August 9, 2010

I'm slogging my way through William Young's The Shack and Francis Fukuyama's Our Posthuman Future. There is no end in sight.

Young started out interesting, gripping even, and then he hit a wall: religion. As soon as the book shifted into a dialogue between him and the Trinity it got downright boring, and even embarrassingly simple-minded. In The Shack, God is a black woman called Papa, Jesus is a middle-eastern man in his thirties and the Holy Spirit is Sarayu (an Asian woman, I think). They are all smiley, talky, laughy with each other...makes me want to throw up. Not because it paints an inaccurate picture of God, but because it's just bad writing. Which is such a switch from the first half. This book has sold millions of copies... I expected something different.

It's super disappointing. I want to throw it, but its required reading for Theology in the fall...and I'm not a quitter.
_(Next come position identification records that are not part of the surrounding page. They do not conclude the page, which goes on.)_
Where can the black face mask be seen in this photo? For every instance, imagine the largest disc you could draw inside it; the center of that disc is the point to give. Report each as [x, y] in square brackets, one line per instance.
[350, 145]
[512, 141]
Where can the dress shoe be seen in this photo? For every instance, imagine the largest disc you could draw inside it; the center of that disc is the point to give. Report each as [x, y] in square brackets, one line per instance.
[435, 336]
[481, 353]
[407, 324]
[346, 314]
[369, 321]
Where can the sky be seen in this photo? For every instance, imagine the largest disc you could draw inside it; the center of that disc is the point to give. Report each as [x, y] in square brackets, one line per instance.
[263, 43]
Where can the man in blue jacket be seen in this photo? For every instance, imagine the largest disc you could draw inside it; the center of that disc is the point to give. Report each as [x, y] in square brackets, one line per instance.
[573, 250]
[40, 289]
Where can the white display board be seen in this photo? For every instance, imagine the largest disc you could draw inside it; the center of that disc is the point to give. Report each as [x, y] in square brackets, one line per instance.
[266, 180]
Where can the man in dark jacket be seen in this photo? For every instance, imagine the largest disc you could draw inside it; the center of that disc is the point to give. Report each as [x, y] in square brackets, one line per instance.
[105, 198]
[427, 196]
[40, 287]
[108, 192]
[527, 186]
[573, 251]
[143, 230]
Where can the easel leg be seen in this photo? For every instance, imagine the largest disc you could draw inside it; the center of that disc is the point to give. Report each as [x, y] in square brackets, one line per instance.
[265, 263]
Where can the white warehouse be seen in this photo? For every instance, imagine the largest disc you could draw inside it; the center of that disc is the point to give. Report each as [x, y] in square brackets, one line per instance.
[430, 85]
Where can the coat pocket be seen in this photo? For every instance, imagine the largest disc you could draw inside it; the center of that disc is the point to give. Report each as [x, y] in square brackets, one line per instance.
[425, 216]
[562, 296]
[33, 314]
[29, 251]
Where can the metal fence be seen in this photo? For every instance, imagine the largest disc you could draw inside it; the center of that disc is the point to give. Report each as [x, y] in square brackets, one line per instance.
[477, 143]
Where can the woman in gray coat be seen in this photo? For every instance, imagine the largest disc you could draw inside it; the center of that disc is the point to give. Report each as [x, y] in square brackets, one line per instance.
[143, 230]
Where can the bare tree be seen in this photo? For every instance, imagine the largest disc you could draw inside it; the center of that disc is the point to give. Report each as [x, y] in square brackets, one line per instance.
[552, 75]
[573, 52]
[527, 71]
Well, sometimes I am, but not this time.

As for Fukuyama, the book is good but it hits a snag when he starts talking philosophy, which he isn't good at. He tries to create philosophical grounds for an ethics based on human nature. I agree there is a human nature, but it's a tough subject to argue and Fukuyama is not a philosopher. So I wish he would stick to the real purpose of the book: telling us why science is gonna suck us all into a black hole.